Center and Scale Prediction for pedestrian detection

Published in

knowledge-engineering-seminar

5 min readMay 21, 2020

This post is focused on the problem of computer vision called pedestrian detection, looks at three families of the pedestrian detection algorithms and algorithm called Center and Scale Prediction [1] used to tackle this problem.

Pedestrian detection

Pedestrian detection is a task in computer vision where the objective is to decide whether or not there are persons on the input image and if so, how many and coordinates of each of them. Although this task is popular there are many challenges that makes the solution of this problem that much harder.

Few of these challenges are:

Various style of clothing.
Mutual occlusion of pedestrians between themselves
Occlusion of the pedestrian caused by them using accessories such as an umbrella.

There are many fields which benefit from solution of such task, including but not limited to video surveillance usages such as security alarm or detection of people on the road for self-driving cars which makes this task appealing despite its challenges.

Sliding window detection

Sliding window algorithms for pedestrian detection or object detection in general are based as the name suggests on a sliding window. This sliding windows starts at the top left corner of the image and moves to the right by predefined step size. When it is not possible to move the window on its X axis its moved by the step size on the Y axis until the window reaches bottom right corner of the image. On every move of the sliding window the algorithm tries to find a person inside a bounding box defined by the window [2].

Anchor box based detection

Another family of algorithm used for pedestrian detection are algorithms using so called anchor boxes. In one image there can be thousands of anchor boxes based on combinations scale, aspect ratio and ideal coordinates of the object we want to detect. For each anchor box we calculate IoU (Intersection over Union) and if its more than 50% the object is detected here. This approach enables the network to detect multiple objects, objects of different scales or overlapping objects [3].

Visualization of anchor boxes at one image [4]

Box-free object detection

Box-free detectors avoid the requirement of anchor boxes or sliding windows and detect the object directly from an image.

Center and scale prediction

Center and scale prediction, from here on out referred to as CSP, detector is a box-free approach to pedestrian detection. Instead of anchor boxes it formulates detection as two separate tasks of predicting scale and center via convolution. Although Center and Scale prediction can be used for face detection in this post we focus solely on the pedestrian detection.

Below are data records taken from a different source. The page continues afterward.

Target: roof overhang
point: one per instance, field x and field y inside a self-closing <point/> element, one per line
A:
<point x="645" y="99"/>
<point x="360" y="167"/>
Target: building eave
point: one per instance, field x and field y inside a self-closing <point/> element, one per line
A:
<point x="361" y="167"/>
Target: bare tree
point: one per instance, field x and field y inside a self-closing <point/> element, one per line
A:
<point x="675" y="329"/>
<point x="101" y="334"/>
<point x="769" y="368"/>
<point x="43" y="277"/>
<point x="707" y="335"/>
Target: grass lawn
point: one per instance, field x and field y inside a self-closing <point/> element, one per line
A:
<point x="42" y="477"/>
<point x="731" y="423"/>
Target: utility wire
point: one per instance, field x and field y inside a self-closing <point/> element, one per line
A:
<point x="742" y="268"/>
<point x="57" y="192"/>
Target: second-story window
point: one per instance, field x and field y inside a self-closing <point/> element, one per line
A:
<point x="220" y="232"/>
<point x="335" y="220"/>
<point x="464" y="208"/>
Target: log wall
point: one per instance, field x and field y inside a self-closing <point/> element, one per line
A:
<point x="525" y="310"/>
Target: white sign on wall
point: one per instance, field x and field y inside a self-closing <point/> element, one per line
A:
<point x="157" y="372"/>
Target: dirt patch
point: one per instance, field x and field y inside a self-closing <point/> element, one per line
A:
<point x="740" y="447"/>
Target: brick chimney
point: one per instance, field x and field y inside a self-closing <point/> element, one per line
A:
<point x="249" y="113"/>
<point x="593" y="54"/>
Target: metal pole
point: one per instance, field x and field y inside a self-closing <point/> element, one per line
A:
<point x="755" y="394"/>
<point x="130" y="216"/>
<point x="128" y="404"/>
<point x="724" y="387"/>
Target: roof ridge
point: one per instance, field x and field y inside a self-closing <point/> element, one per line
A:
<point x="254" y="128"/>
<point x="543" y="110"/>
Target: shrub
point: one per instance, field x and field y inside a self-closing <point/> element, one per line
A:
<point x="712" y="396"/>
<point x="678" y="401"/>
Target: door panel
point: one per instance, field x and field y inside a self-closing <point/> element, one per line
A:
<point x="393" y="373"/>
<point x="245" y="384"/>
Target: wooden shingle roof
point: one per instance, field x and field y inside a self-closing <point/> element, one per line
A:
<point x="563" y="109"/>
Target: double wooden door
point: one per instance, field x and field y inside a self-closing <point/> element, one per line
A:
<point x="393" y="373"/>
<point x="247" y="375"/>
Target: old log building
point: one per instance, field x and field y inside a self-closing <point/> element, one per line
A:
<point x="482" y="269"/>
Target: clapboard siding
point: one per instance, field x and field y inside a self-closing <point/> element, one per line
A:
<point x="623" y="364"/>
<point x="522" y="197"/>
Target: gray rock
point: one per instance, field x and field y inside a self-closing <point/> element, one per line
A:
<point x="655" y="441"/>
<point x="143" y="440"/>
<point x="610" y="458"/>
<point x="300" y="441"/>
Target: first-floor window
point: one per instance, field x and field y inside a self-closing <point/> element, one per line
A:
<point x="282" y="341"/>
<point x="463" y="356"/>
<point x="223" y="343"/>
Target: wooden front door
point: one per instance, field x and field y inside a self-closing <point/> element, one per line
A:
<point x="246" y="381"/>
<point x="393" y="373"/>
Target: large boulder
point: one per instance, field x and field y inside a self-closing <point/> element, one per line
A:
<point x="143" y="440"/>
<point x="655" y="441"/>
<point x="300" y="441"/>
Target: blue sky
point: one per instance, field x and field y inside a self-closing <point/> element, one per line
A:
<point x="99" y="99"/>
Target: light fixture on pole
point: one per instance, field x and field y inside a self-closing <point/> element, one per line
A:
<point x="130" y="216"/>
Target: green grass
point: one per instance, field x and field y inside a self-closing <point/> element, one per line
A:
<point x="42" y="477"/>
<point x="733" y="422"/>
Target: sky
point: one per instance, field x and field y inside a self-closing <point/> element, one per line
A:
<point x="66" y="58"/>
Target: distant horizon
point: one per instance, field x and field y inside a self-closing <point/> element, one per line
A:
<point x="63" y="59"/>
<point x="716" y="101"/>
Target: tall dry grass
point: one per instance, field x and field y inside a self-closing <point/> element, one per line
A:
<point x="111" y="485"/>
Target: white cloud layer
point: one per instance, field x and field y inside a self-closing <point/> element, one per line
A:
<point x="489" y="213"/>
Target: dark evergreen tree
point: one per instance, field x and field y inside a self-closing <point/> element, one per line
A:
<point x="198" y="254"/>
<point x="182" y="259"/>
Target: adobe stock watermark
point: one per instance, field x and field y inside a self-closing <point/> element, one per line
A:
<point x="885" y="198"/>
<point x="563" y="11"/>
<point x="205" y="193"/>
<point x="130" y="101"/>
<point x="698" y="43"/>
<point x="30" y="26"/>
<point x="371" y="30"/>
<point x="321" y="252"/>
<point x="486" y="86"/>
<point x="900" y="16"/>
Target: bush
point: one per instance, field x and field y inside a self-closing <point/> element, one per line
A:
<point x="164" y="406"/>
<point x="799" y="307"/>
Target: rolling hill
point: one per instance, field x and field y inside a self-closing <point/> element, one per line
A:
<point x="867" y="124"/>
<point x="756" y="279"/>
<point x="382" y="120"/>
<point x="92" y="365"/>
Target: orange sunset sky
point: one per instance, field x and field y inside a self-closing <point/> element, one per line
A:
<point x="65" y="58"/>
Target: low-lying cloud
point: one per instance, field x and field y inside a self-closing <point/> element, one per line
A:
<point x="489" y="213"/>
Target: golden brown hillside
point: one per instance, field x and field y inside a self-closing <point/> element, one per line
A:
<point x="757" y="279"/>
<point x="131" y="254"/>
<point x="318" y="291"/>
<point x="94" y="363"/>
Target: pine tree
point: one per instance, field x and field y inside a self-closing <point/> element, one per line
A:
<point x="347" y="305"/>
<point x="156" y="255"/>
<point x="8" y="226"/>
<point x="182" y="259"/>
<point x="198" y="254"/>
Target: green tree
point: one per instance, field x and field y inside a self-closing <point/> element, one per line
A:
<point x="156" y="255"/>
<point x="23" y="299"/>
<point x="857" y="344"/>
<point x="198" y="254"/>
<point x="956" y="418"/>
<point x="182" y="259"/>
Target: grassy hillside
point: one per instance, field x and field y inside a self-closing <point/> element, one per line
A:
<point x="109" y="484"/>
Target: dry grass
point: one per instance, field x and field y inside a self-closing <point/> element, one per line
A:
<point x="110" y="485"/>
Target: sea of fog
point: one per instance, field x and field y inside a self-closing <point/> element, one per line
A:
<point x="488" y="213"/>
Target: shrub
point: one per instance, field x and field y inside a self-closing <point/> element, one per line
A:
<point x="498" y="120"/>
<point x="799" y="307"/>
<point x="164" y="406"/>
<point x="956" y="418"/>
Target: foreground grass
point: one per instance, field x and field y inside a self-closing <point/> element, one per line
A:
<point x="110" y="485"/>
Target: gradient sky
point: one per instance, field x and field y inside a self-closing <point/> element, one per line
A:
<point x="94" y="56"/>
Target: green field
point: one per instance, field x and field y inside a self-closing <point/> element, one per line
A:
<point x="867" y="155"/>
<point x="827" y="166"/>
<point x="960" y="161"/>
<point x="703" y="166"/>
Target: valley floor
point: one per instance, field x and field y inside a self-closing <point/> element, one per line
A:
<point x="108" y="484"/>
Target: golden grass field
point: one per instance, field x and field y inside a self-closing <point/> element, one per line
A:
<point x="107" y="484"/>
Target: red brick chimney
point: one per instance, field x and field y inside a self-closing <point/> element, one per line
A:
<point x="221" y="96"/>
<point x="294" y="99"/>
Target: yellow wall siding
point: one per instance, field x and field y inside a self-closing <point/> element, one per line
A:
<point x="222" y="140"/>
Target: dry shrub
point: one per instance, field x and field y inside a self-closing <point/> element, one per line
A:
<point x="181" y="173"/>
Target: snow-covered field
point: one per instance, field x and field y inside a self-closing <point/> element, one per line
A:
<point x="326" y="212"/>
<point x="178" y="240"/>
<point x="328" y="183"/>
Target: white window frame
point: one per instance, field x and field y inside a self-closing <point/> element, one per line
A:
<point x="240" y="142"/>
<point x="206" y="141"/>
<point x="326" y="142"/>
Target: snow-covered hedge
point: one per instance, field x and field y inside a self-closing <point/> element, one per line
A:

Thanks to this approach CSP is able to generate bounding boxes of the pedestrians in a single pass of a fully convolutional network without any post processing schemes except the Non-Maximum suppression.

Architecture

Architecture of CSP comprises of two components one for feature detection and and the detection head. The feature extraction simply merges all of the feature maps into one while detection head consists of 3x3 convolutional layer followed by prediction layer, for the offset prediction, center location and the scale.

Experiments

For demonstrating the effectivnes of the CSP detector for pedestrian detection it was evaluated on two largest pedestrian detection benchmarks Caltech and CityPesons. Caltech consists approximately 2.5 hours of autodriving video and CityPersons is a large-scale pedestrian detection dataset with various levels of occlusion. For Caltech the model was trained using about 42k of frames and tested on 4024 frames, while for CityPersons the model was trained on 2975 images and tested on the validation of 500 images. Evaluation metric is average miss rate over false positive per image (MR^-2).

Caltech

CSP achieves MR^-2 of 4.5% on the Reasonable settings outperforming competitors including the best competitor RepLoss by 0.4% as seen in a) of the chart bellow. As demonstrated in b) CSP presents the superiority on detecting pedestrians of various scales and occlusion levels. And as seen in c) part of the chart in heavy occlusion CSP performs very well outperforming RepLoss and OR-CNN which were specifically designed for occlusion cases.

CityPersons

Table below shows the comparison of CSP with previous state of the arts on CityPersons.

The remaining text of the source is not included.